Something I actually think about a lot just popped out in an email to an internet acquaintance who makes Mac software

Quote:
One thing to know about me (and probably a surprisingly large number of your customers and potential customers): there's very little mutual exclusivity in my software world. For example, I use TextEdit, Vim, and TextMate pretty much every day and for completely different things. To me it's like having several screwdrivers. I could be that guy who insists there's only One True and Good Screwdriver, but I prefer to keep them all handy and just grab the one I need for the job.

Does that make any sense?

I mean I hear these territorial pissing matches on `foo tool` vs. `bar tool`, and how the fate of the world turns on making the right decision one time, and then becoming some kind of viral evangelist. Meh.

There's stuff like Quicksilver and OS X in general where you inherently have to choose a platform. But what about text editors, graphics apps--jeez, even _notebooks_? Am I the only one who employs a stable of several different tools for a certain kind of task? Esp. where one is clearly better at one portion of the task than the others?

How about you?

Chet's picture

I'm totally a multi-editor guy....

I'm totally a multi-editor guy. I tried hard for a little while to be an all-emacs guy, but I just couldn't give up the interface richness of the GUI despite wealth of functions and configurability. Now that I've let go of being an all-one-editor person, though, I find that I use three. But only three. Sort of.

For most stuff, I use BBEDit, though I've registered my last version. The key feature that keeps me from migrating totally away is the file drawer, which shows all the files open in that window. This allows me to keep a scratch file open plus a few blog posts, and whatever other one-off files I'm working on, but switch between them quickly without cluttering the screen with a bunch of windows. (Call this feature "buffer list" (in homage to emacs) for later discussion.)

However, on dev projects with multiple files, I've grown to find TextMate's project construct to be invaluable, so I move to it for those tasks. Call this "project list," since that's what it is.

What I'd really love is to have TM and BB mate and give me the option of having either a project list or a buffer list on any given window. This super-editor would also need to honor some emacs keys, and have (if I get really lucky) a nondestructive autosave. (Barebones seems ideologically opposed to this sort of thing.)

Finally, in a terminal window or on a remote machine, I use emacs.
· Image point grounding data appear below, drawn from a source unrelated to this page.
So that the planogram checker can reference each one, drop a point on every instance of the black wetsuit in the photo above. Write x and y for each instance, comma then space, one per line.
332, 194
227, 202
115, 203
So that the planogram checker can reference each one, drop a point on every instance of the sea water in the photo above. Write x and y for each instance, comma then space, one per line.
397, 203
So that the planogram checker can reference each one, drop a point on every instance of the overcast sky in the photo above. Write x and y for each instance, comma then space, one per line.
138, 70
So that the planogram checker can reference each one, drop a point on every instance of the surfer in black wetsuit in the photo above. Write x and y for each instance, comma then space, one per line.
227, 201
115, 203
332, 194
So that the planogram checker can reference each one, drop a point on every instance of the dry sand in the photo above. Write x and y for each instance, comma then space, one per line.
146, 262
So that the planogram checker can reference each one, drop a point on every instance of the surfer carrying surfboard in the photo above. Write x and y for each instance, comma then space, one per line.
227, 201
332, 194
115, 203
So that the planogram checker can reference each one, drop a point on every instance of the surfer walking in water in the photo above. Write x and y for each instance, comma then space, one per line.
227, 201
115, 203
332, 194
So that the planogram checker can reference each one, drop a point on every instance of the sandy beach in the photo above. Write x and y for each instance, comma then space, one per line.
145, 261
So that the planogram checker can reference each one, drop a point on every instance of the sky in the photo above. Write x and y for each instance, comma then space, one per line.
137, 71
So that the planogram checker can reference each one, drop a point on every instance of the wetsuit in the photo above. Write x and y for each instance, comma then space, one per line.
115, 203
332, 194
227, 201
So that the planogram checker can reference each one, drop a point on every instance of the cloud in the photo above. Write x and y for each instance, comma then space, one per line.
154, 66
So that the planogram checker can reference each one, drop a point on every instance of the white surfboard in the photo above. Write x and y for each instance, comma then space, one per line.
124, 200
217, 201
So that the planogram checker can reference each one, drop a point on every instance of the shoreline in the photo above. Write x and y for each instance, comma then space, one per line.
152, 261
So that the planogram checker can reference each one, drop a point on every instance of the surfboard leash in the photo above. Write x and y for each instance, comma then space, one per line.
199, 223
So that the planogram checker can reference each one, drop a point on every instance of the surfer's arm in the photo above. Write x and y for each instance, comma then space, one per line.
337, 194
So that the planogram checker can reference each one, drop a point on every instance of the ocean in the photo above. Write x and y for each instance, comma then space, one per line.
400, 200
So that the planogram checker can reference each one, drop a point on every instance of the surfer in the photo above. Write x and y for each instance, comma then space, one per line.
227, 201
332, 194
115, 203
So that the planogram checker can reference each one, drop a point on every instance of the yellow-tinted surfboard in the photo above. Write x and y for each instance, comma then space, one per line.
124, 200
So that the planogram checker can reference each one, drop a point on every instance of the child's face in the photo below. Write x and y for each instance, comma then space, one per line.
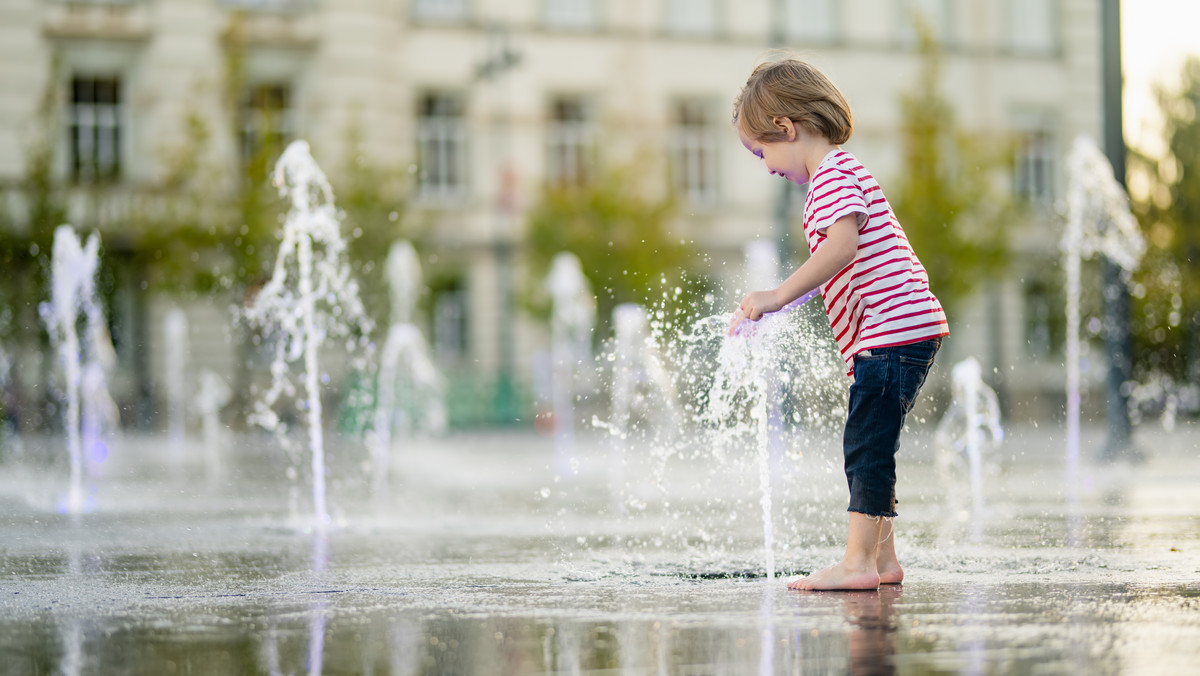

I really don't scratch the surface of it, but for my basic needs it works fine, and it makes me yell less than Vi[m]. Mileage varies. (I also tend to use Emacs for opening very large files, but that happens pretty rarely.)

The also-ran for me is OmniOutliner, which I still use for structured notetaking, planning, and such. However, this ends up being pretty rare despite how cool OO is. Text files are so much more flexible...

Tool-for-task is a key piece of productivity, as Merlin points out. I've finally settled on a note-taking mode that uses multiple tools as well. Most notes -- day to day stuff -- go in my notebook, but key bits of data (new passwords, food or technical recipes, etc) go into my Treo so I'll always have them with me. I'm in the process of paring down the notes on the Treo (I've been using a Palm since about 1998, so there's a LOT of old cruft) as part of this plan, and it's making both the notebook and the Treo more useful.